Klimaschutz im Gebäudesektor: wirtschaftlich tragfähig?
"Die sozial orientierte Wohnungswirtschaft steht fest zu den Klimazielen. Klimaschutz im Gebäudesektor muss jedoch realistisch, sozial ausgewogen und wirtschaftlich tragfähig gestaltet werden", sagte Axel Gedaschko, Präsident des Spitzenverbandes der Wohnungswirtschaft GdW, bei Vorlage der Stellungnahme mit konkreten Vorschlägen zum Klimaschutzprogramm der Bundesregierung. "Wir sprechen uns gegen politischen Druck aus, die Sanierungsrate zu erhöhen."
Bei Fortführung der aktuellen Sanierungsrate seien die Gesamtkosten für Energie- und Gebäudesystem geringer als bei einer künstlich beschleunigten Sanierung. Der Verband schlägt ein Vorgehen nach dem Praxispfad CO2-Reduktion im Gebäudesektor vor. Konkret sollte die BEG-Förderung konsequent auf Einzelmaßnahmen ausgerichtet werden, statt teure Effizienzhausstandards zu fördern. Eine Experimentierklausel im Gebäudemodernisierungsgesetz könnte die CO2-Bilanzansätze für Wohnungsbestände als alternative Erfüllungsoption ermöglichen.
"Unser Appell lautet: Verlässlichkeit, Planbarkeit und soziale Balance sind der Schlüssel für erfolgreichen Klimaschutz im Gebäudebereich und für die Akzeptanz in der Gesellschaft", so der GdW-Präsident.

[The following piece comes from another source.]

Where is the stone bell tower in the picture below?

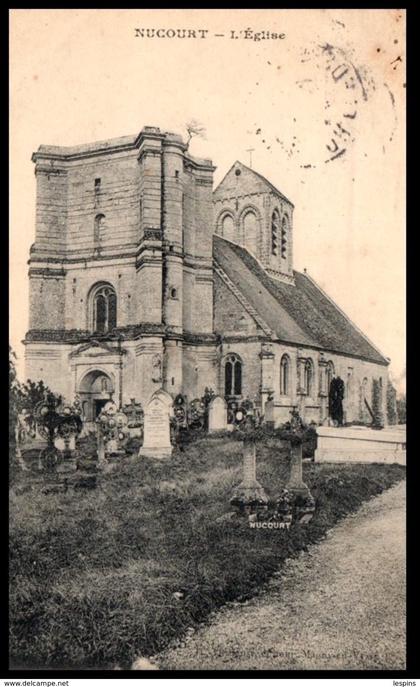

Das Problem für Wohnungseigentümer und Verwalter
"Beim Gebäudeenergiegesetz zeigt sich Anfang 2026 vor allem eines: maximale Verunsicherung bei minimaler Klarheit", schreibt der Verband der Immobilienverwalter Deutschland (VDIV). Während es im Koalitionsvertrag von Schwarz-Rot eindeutig hieß, dass das Heizungsgesetz abgeschafft werden soll, scheine nun niemand in der Bundesregierung mehr ernsthaft vom Kern des Gesetzes abrücken zu wollen.
Genau hier beginnt dem VDIV zufolge das Problem für Wohnungseigentümergemeinschaften und Immobilienverwaltungen. Während öffentlich über Änderungen gestritten werde, gelten die bestehenden Regeln fort. Die 65-Prozent-Vorgabe steht im Gesetz, kommunale Wärmepläne rücken näher, Förderbudgets schrumpfen. Technologieoffenheit werde versprochen, aber an Voraussetzungen geknüpft, die vielerorts nicht existierten.
"Diese Unsicherheit ist systemisch: Gesetzesänderungen werden angekündigt, ohne dass Zeitpläne halten", schreiben VDIV-Präsidentin Sylvia Pruß und Geschäftsführer Martin Kaßler. "Wer heute Beschlüsse vorbereitet, haftet faktisch für politische Unentschlossenheit." Dazu komme, dass nun auch noch der Druck der Judikative steige.
Klimaklage gegen Bundesregierung erfolgreich
Das Bundesverwaltungsgericht (BVerwG) in Leipzig bestätigte ein Urteil des Oberverwaltungsgerichts (OVG) Berlin-Brandenburg, dass das im Oktober 2023 beschlossene Klimaprogramm der Bundesregierung die Vorgaben des Klimaschutzgesetzes nicht vollständig erfüllt, um die Klimaziele bis 2030 zu erreichen. Es muss nachgebessert werden. Geklagt hatte die Deutsche Umwelthilfe (DUH).
Insbesondere bei den Treibhausgasemissionen sah das OVG eine Lücke von mindestens 200 Millionen Tonnen CO2. Die Bundesregierung müsse darauf achten, dass alle Maßnahmen des Klimaschutzprogramms prognostisch geeignet seien, die Klimaschutzziele zu erreichen und dabei die jährlichen Emissionsmengen einzuhalten. Gegen dieses Urteil hatte die Bundesregierung Revision eingelegt, über die der 7. Senat des BVerwG entschieden (Urteil. v. 29.1.2026, 7 C 6.24) hat.
Vertreter der Bundesregierung sagten in der Gerichtsverhandlung, dass schon Ende März 2026 ein neues Klimaschutzprogramm vorgelegt werden solle. Das Klimaschutzgesetz schreibt vor, dass eine neue Regierung das innerhalb von zwölf Monaten nach Beginn einer Legislaturperiode erledigen muss. Wegen des Scheiterns der Ampel-Koalition folgt auf das 2023er-Programm nun schon nach drei Jahren ein neuer Plan.